The cognitive disconnect is amazing, isn't it? "Most STEM degree holders don't go into STEM jobs ... How do we get more STEM workers into the market?" You have a market oversupply, and you want to make it worse?
I keep explaining that we need to cut away the entire college education system from the Government's hands. Leave that to the market; leave it to businesses to say, "Fuck! We are paralyzed, because we have to pay $250,000 for a professional, and need more than available to accomplish our business strategies!" Businesses should never be in this position, because their mode of growth gives them more-than-adequate warning about what positions they'll need filled; therefor, they should hire, train, and send to college cheap entrant employees, with preference for the lower-risk but similar-cost investment of hiring an available professional.
People don't believe in this because the mechanism is disconnected. By giving out the ability to go to college on the public dime or on indelible loans, you are enforcing the responsibility onto every individual to educate himself and prepare for the workforce. This means individuals have to make complex market analysis across the whole body of growth of industries and of the needs of those industries, whereas businesses only need to look at their operations and growth and work performance information and cross that with their prediction of their particular market to project the next few years of staffing needs. Projecting staffing needs for more than two years out is a normal business operation; is predicting the complex behavior of the job market a normal human operation?
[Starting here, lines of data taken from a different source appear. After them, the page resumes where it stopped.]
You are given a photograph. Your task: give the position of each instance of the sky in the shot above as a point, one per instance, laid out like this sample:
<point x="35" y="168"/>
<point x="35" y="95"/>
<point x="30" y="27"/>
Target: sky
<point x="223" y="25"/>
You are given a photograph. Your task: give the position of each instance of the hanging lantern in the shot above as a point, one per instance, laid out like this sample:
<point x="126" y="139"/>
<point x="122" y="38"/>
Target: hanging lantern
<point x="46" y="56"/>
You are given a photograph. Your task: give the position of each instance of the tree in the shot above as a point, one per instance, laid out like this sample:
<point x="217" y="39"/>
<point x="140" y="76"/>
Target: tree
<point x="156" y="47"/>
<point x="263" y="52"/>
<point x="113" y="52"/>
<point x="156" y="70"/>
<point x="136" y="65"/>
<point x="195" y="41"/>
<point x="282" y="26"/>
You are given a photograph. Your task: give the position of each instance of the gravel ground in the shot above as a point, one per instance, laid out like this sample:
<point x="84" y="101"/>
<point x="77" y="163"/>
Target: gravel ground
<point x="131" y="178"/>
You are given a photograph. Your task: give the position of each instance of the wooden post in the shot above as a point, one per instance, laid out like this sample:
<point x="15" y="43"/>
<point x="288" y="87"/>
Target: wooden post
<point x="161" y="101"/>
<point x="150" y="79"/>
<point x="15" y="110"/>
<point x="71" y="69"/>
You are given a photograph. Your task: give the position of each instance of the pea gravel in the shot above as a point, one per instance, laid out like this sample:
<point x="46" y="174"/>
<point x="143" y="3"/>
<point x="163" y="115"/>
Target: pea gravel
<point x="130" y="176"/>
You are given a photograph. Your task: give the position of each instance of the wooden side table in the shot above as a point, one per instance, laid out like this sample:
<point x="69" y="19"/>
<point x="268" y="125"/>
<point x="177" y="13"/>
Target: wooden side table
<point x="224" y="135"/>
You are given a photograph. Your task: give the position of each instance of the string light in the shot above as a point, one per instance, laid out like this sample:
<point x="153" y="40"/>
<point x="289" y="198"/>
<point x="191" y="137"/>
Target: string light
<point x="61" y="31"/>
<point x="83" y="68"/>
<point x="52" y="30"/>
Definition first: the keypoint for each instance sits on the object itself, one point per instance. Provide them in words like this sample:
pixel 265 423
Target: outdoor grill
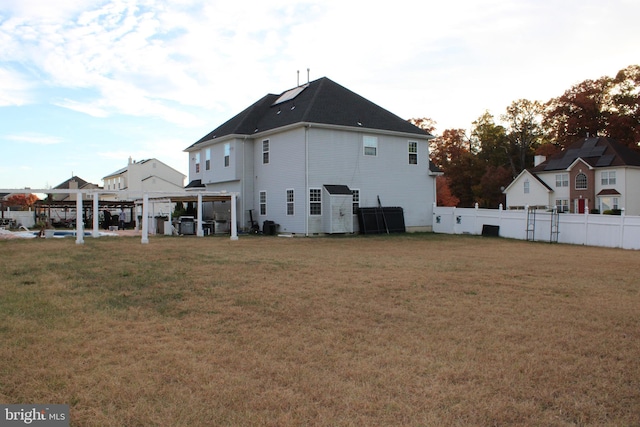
pixel 186 225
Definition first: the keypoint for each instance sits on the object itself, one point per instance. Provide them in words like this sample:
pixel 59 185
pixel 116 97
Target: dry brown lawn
pixel 404 330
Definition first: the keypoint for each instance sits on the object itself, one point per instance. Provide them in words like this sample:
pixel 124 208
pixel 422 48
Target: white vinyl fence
pixel 610 231
pixel 18 218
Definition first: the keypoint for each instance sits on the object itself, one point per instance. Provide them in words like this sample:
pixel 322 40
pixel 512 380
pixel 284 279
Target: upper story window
pixel 413 153
pixel 370 145
pixel 581 181
pixel 562 180
pixel 265 152
pixel 608 178
pixel 227 154
pixel 263 203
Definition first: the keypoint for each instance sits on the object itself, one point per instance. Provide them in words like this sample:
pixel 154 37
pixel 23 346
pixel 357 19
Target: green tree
pixel 492 141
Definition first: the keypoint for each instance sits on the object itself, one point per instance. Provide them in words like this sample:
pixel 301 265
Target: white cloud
pixel 32 138
pixel 14 89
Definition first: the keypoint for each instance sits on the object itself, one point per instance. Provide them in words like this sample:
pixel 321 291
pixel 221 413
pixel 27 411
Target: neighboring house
pixel 73 183
pixel 144 175
pixel 309 157
pixel 597 174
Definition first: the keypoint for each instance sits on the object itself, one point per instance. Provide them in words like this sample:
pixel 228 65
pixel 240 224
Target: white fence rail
pixel 579 229
pixel 18 218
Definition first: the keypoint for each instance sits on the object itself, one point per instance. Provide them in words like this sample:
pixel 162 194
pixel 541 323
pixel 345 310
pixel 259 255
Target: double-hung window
pixel 608 178
pixel 356 200
pixel 413 153
pixel 265 152
pixel 290 202
pixel 315 201
pixel 562 180
pixel 263 203
pixel 581 181
pixel 370 145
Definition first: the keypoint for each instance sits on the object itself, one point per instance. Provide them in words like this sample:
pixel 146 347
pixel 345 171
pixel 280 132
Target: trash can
pixel 269 228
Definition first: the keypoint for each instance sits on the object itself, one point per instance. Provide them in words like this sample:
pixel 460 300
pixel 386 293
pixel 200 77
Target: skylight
pixel 290 94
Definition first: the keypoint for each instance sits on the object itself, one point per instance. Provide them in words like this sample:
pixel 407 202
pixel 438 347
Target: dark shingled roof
pixel 597 152
pixel 321 101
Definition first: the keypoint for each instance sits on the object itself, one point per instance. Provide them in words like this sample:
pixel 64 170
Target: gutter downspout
pixel 306 179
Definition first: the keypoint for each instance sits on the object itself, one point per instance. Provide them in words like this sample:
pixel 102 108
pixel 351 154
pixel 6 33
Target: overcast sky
pixel 86 84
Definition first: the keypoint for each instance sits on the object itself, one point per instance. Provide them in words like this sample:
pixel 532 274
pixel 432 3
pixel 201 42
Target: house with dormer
pixel 596 174
pixel 308 158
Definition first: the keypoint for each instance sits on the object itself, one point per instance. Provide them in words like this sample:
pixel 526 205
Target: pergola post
pixel 79 220
pixel 234 225
pixel 145 218
pixel 200 231
pixel 96 215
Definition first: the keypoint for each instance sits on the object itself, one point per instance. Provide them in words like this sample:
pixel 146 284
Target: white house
pixel 597 174
pixel 145 175
pixel 309 157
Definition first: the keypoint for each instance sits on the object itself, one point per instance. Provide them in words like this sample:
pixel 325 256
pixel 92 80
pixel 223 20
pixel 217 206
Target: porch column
pixel 96 215
pixel 79 220
pixel 234 225
pixel 145 219
pixel 200 231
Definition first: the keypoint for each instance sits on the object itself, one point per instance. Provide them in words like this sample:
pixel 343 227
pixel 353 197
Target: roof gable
pixel 321 102
pixel 528 174
pixel 596 152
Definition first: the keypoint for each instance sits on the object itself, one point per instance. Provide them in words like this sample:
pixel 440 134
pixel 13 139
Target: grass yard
pixel 411 330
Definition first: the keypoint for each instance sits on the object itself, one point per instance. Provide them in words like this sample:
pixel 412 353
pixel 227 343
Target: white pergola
pixel 188 195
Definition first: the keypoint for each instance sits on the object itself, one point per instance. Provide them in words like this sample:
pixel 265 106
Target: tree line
pixel 479 165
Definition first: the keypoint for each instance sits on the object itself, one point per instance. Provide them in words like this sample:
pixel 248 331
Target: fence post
pixel 622 221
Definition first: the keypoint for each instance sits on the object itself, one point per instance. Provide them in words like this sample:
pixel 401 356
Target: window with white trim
pixel 290 202
pixel 356 200
pixel 413 153
pixel 315 201
pixel 562 205
pixel 608 203
pixel 608 177
pixel 581 181
pixel 370 145
pixel 562 180
pixel 265 152
pixel 263 203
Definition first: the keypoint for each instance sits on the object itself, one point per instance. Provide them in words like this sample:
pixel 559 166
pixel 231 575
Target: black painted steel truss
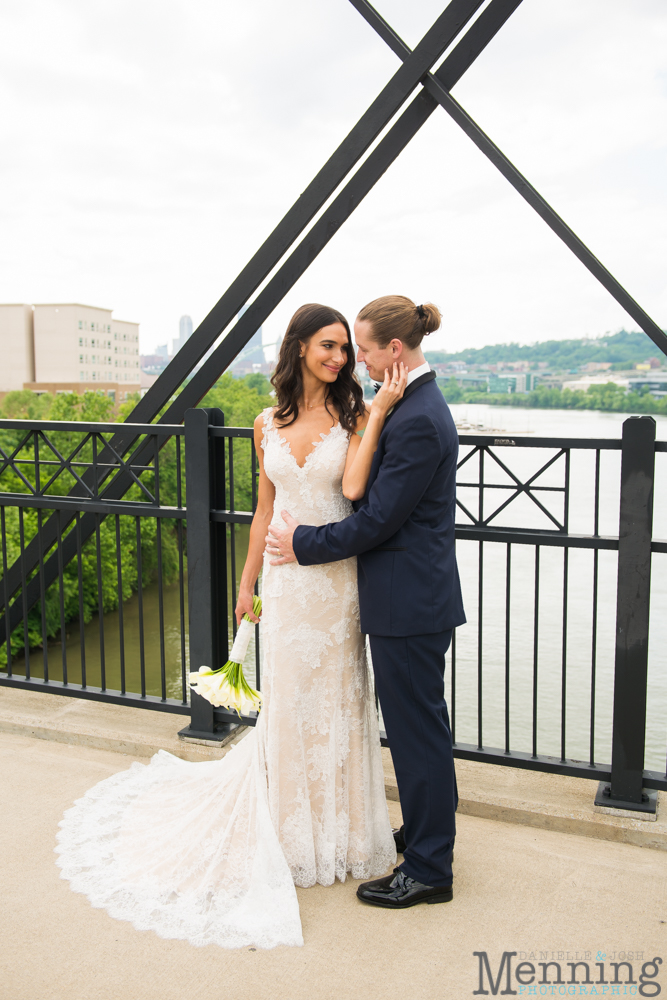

By creating an institution to provide everyone a path to college education, we are demanding everyone get educated or be ignored by employers. The risks they must take are easily absorbed by the rich, and not so well absorbed by the middle class; the poor have the least ability to make these complex analysis and to handle the consequences of selecting a degree that leads to oversupplied markets with few employment opportunities and many prospective applicants. Meanwhile, the onus of building a workforce is moved off the businesses, who only need stretch out their hands and grasp at the abundant skilled labor, and throw back the pieces they don't like. All power is taken from the individual, and moved to hiring managers and directors and business executives.
The disconnect in this thinking is a powerful tool. It allows us to convince the masses that these education policies are good for them, are important social institutions, that we are helping them. Meanwhile, we not only create a terrible institution of disenfranchisement of the poor and the laborer in general; but also avoid addressing the problem of K-12 education by simply claiming there isn't *enough* education, and thus publicly praise ourselves for remedying the failing education system by sending more people to college when they would have more success in life if we abandoned them to the job market after high school and simply focused on giving them every advantage of education up until then.
I patently despise our current education system. I believe we can do much better; that we can, for little cost, adjust the education system to produce much better results in the general case, churning out an endless supply of geniuses through good educational technique. In theory, we should also be able to address specific challenges in poverty-stricken districts, not satisfying ourselves with a simple general improvement in the education of the poor, but instead acting to bring them even further up to meet with the educational success of the middle class by delivering that same education in a manner more effective for their situation. This would provide much greater academic advantages to our students than extending their state education through college, even if state-supported college education programs didn't have such negative impacts on the job economy.